GenRC: 3D Indoor Scene Generation from Sparse Image Collections

Abstract

Sparse RGBD scene completion is a challenging task especially when considering consistent textures and geometries throughout the entire scene. Different from existing solutions that rely on human-designed text prompts or predefined camera trajectories, we propose GenRC, an automated training-free pipeline to complete a room-scale 3D mesh with high-fidelity textures. To achieve this, we first project the sparse RGBD images to a highly incomplete 3D mesh. Instead of iteratively generating novel views to fill in the void, we utilized our proposed E-Diffusion to generate a view-consistent panoramic RGBD image which ensures global geometry and appearance consistency. Furthermore, we maintain the input-output scene stylistic consistency through textual inversion to replace human-designed text prompts. To bridge the domain gap among datasets, E-Diffusion leverages models trained on large-scale datasets to generate diverse appearances. GenRC outperforms state-of-the-art methods under most appearance and geometric metrics on ScanNet and ARKitScenes datasets, even though GenRC is not trained on these datasets nor using predefined camera trajectories.

Pipeline of GenRC

Pipeline of GenRC: (a) Firstly, we extract text embeddings as a token to represent the style of provided RGBD images via textual inversion. Next, we project these images to a 3D mesh. (b) Following that, we render a panorama from a plausible room center and use equirectangular projection to render various viewpoints of the scene from the panoramic image. Then, we propose E-Diffusion that satisfies equirectangular geometry to concurrently denoise these images and determine their depth via monocular depth estimation, resulting in a cross-view consistent panoramic RGBD image. (c) Lastly, we sample novel views from the mesh to fill in holes, resulting in a complete mesh.

Concepts of E-Diffusion

Multi-view diffusion with equirectangular geometry: (a) Given an incomplete panoramic image, we first obtain several incomplete perspective images via equirectangular projection. (b) To denoise a perspective image at i-th view for one step, we first denoise all images to clean images and warp all the images to i-th view to get an averaged image. Then, we add random noise back to the averaged image to get a perspective image which is denoised for one step. Note that while we use images in RGB space here for illustration, the entire process is operated in latent space.

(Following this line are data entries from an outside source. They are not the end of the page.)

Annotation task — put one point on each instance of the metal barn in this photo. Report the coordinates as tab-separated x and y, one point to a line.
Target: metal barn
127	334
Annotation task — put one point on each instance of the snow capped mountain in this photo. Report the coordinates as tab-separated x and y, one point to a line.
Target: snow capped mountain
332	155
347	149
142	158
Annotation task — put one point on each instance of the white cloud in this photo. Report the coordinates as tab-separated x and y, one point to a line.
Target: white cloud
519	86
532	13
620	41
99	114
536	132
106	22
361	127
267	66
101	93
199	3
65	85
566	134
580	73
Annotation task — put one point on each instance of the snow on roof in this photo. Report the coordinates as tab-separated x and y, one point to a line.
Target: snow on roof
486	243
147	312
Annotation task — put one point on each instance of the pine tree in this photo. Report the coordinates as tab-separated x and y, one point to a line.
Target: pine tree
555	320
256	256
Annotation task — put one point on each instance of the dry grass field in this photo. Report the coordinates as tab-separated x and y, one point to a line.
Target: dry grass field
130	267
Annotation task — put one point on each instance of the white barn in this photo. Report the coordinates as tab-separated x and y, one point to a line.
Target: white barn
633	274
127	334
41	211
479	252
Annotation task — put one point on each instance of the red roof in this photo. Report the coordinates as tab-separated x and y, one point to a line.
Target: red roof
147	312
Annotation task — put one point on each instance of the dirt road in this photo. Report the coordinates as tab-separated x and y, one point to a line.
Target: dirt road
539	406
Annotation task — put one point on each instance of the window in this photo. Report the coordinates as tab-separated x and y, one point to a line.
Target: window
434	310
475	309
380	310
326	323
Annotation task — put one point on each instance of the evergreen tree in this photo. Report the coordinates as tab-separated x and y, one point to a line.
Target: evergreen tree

Visual Comparison with RGBD2

Results on ScanNet

Comparison with Baselines on Scannet: GenRC can produce a comprehensive room-scale mesh with high-fidelity texture, even when provided with sparse RGBD observations. In comparison to the prior method RGBD2[1], GenRC excels in generating more complete meshes and high-fidelity images. Besides, while T2R+RGBD (adapted from Text2Room[2]) achieves high-fidelity texture, it may generate cross-view inconsistent geometry and artifacts.

BibTeX


      @article{ming2024GenRC,
        author  = {Ming-Feng Li, Yueh-Feng Ku, Hong-Xuan Yen, Chi Liu, Yu-Lun Liu, Albert Y. C. Chen, Cheng-Hao Kuo, Min Sun},
        title   = {GenRC: 3D Indoor Scene Generation from Sparse Image Collections},
        journal = {ECCV},
        year    = {2024}
      }

References

[1] Lei, Jiabao, Jiapeng Tang, and Kui Jia. "RGBD2: Generative Scene Synthesis via Incremental View Inpainting Using RGBD Diffusion Models." CVPR 2023.
[2] Höllein, Lukas, et al. "Text2room: Extracting textured 3d meshes from 2d text-to-image models." ICCV 2023.